Detective Now  Cancer-Free

Considered too sick and weak by other area BMT programs to be eligible for transplant, the detective suffering from lymphoma received his transplant at UMGCC in May 2013 and five months later had “nearly normal” blood counts and no evidence of cancer. Dr. Rapoport lauded the patient as a “real law enforcement hero, a heroic figure for helping track down some of the worst criminals,” and was gratified that UMGCC’s large team had banded together to fulfill its mission of considering the toughest cases.

In addition to medical oncologists/hematologists, BMT program staff members consist of infectious disease specialists, radiation oncologists, nurses, nurse practitioners, patient care technicians, nutritionists, social workers and cell processing technicians, among others.

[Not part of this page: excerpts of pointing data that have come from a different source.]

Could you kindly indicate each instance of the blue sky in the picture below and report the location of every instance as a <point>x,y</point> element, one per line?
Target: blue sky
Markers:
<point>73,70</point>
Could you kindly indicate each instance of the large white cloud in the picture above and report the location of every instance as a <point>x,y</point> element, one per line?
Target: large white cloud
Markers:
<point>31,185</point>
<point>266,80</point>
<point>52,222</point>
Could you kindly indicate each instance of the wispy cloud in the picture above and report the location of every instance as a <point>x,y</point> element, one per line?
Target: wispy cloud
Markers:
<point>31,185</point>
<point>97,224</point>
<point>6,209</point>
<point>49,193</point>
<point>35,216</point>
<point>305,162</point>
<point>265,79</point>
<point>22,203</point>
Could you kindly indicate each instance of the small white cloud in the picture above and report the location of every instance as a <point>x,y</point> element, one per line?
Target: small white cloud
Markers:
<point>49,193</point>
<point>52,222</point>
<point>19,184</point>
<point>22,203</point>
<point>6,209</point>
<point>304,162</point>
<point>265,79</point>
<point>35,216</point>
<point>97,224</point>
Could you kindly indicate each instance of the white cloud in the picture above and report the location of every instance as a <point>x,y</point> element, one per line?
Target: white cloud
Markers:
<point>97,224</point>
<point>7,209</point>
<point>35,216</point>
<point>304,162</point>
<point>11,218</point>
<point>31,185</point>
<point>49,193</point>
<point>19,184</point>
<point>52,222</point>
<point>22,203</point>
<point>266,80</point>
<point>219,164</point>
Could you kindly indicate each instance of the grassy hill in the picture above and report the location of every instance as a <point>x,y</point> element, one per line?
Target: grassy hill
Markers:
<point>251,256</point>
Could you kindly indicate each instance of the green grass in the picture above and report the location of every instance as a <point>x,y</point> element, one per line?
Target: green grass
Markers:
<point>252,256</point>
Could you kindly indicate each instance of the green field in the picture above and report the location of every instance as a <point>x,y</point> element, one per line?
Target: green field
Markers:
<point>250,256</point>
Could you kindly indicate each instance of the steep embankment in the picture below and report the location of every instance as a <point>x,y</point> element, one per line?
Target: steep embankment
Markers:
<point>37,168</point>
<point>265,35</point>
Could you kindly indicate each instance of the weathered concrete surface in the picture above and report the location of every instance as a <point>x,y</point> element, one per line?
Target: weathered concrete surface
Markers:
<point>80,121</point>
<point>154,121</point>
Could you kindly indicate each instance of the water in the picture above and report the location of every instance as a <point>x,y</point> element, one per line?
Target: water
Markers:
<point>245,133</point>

“This is a patient who unfortunately had been turned away by all the other programs in the area because they thought he was too tough and risky a case,” Dr. Rapoport says. “Nowadays, part of the challenge is to make your survival stats look as good as possible so you can attract patients and contracts, so most of the programs — even larger than ours — wouldn’t take a risk on this guy. We did because we felt he had a chance.

“We would have done this for anybody, but it so happens this was a guy who had given so much of himself to others and has so much more to give,” he adds. “We’re just so gratified that not only can he be here for his own family, but can continue to contribute to our society and our country through all he has to offer. This patient would not have had a chance for transplant without the University of Maryland BMT team.